I go first. We climb up three levels to reach the navigation bridge. To the right of the stairs is the chart room behind two big glass
windows. It's dark, but faint red light bulbs glow above laid-out sea charts. We step inside the wheelhouse.
The room is dark. But below us, in the light of a single deck lamp, 250 feet forward in the night, lies the deck of the
Kronos
. Two 60-foot masts with heavy cargo booms. At each mast four cargo winches; at the entrance to the short, elevated foredeck, a control box for the winches. Between the masts, on the deck, is a rectangular shape under a tarp where several small blue figures are working to secure long, criss-crossed rubber straps. Maybe it's the LMC, the navy's surplus landing vessel. On the foredeck, a huge anchor winch and a hatch in four sections over a cargo hold. Every three feet along the sea rail there's an upright white floodlight. In addition, fire hydrants, foam fire extinguishers and rescue equipment. Nothing else. The deck is clear and shipshape.
And now empty as well. While I've been surveying the deck, the blue figures have disappeared. Now the light is turned off and the deck vanishes. Far forward, where the bow chops through the waves, white protuberances of displaced water suddenly appear. On both sides of the ship, surprisingly close, the lights of the shores can be seen. The little passenger ferries cross behind and in front of us. In the rain the yellow floodlights make Kronborg Castle look like a drab modern prison.
Two slowly rotating green radar images glow from the darkness of the room. A red dot of dull light in a big liquid compass. In front of the window, with one hand on the manual tiller, stands a man, his back partly turned toward us. It's Captain Sigmund Lukas. Behind him a straight-backed, motionless figure. Next to me Jakkelsen is rocking restlessly on the balls of his feet.
“You can go.” Lukas speaks softly, without turning around. The figure behind him slips out the door. Jakkelsen follows him. For a moment his movements show no reluctance.
My eyes slowly grow used to the dark, and out of nothingness appear the instruments; some I recognize, some I don't, but I've always kept my distance from all of them because they belong to the open sea. And because, for me, they symbolize a culture that has inserted a layer of lifeless instruments between itself and its attempt to determine its location.
The liquid crystals on the SATNAV computer, the shortwave radio, consoles for LORAN C, a radio location system that I've never understood. The red numbers on the sounding device. The console of the navigational sonar. The inclinometer. A sextant on a tripod. Instrument panels. The phone to the engine room. Visibility dials. A radio locator. The automatic pilot. Two panels full of volt meters and control lights. And above all of it Lukas's alert, expressionless face.
The VHF emits a continuous crackle.
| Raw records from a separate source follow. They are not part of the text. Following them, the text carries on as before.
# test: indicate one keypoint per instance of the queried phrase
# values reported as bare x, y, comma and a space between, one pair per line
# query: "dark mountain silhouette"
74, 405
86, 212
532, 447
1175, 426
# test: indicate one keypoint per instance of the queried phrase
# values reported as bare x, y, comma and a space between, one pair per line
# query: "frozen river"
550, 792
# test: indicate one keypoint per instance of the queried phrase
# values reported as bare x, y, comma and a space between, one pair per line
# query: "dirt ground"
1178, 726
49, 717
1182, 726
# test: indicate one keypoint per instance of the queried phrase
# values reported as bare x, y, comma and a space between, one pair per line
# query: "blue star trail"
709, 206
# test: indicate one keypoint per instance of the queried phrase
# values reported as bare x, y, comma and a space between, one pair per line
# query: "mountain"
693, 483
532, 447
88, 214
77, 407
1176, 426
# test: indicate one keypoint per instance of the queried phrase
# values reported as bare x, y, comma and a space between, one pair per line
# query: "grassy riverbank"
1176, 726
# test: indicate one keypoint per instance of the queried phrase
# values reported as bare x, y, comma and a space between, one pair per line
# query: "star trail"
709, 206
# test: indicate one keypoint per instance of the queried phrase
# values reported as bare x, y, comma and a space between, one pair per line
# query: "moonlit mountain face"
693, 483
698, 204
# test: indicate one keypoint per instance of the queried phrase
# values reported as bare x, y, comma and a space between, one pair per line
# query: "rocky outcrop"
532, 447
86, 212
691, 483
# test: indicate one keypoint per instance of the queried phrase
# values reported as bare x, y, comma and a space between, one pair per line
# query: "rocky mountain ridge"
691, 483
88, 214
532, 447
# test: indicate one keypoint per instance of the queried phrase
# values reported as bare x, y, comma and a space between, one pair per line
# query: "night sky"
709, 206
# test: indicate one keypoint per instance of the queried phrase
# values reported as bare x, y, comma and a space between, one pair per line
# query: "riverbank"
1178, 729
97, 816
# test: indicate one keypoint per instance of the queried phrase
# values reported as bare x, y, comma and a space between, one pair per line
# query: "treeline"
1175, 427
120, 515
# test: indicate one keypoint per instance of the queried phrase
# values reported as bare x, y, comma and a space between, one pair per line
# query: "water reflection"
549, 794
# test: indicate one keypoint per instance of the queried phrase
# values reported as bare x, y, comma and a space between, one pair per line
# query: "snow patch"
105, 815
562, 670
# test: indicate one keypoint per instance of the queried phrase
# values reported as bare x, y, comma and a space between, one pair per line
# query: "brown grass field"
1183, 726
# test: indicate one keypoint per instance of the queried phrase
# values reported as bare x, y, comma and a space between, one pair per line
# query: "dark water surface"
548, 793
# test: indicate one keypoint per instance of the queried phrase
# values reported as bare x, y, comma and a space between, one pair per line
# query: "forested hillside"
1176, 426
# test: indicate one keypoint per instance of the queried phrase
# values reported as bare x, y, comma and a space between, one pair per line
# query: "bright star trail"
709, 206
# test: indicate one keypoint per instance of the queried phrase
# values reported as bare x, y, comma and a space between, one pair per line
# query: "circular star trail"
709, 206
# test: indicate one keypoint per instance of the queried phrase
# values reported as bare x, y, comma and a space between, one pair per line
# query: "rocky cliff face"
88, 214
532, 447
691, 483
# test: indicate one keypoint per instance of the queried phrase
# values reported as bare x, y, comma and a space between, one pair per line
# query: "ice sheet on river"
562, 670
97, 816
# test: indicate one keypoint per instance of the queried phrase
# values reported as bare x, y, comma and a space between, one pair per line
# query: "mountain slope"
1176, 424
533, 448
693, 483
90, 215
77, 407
Without shifting his gaze, the captain reaches over and turns it off. There is silence.
“You're on board because we needed a cabin attendant. A stewardess, as it's now called. Not for any other reason. That conversation we had was an employment interview, nothing else.”
In my floppy sea boots and much too large sweater I feel like a little girl being disciplined in school. Not once does he look at me.
“We haven't been able to find out where we're going. We'll be told later. Until then we're following our noses due north.”
There's something different about him. It's his cigarettes. They're gone. Maybe he doesn't smoke at sea. Maybe he sails to get away from the gambling tables and the cigarettes.
“First Mate Sonne will show you around and point out your work areas. Your duties include light cleaning, and you're responsible for the ship's laundry. You will also occasionally wait on the officers.”